As I looked at the new website that Precipice produced I was struck by how it so closely mirrored many of the Braun printed items I’ve seen from the 1960s an70s. The minimal color pallet, sparse layout, concise messaging. The same look and feel are carried over to the mobile app, and on to the packaging. With the packaging focusing on the purity of sound while focusing on the brand’s heritage. Only key information about the product shown on the packaging. The uncomplicated packaging is typical of Braun and reflects the aesthetics of the classic speaker through dark tones and a graphic of the speaker itself.
The speakers themselves are an homage to the original LE1 updated to reflect today’s taste and improved technologies. Where the original 1959 speaker would probably prove to be too large in today’s home environment, Precipice’s vision shows how the LE1 can be reimagined to fit more discreetly into one’s home.
The new speaker brings the same vision Ram’s had in 1959. A minimalist slab in white with a black grill floating above a chrome stand. The speaker is angled slightly backward, and the controls are almost invisible. Precipice also introduces a solid black version of the speaker and two additional sizes, all of which use the same visual language.

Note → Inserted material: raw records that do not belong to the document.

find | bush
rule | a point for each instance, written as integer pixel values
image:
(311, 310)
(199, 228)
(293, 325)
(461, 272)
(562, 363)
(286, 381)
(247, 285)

Floor stands have been designed as well, but I have to say I don’t think they work as well. They seem rather chunky except where they have been extended and used with the smallest of the speakers.
There is no word on availability yet. I’m betting these will be available this fall for the Christmas shopping season. The product was introduced around the first of September this year so you would think they would be ready for sale by mid-November at the latest. Pricing will range from $1200.00 for the largest of the 3 down to $380.00 for the smallest.
I don’t need these, but I wouldn’t mind having them. Full information and specs are available on the Braun Audio website.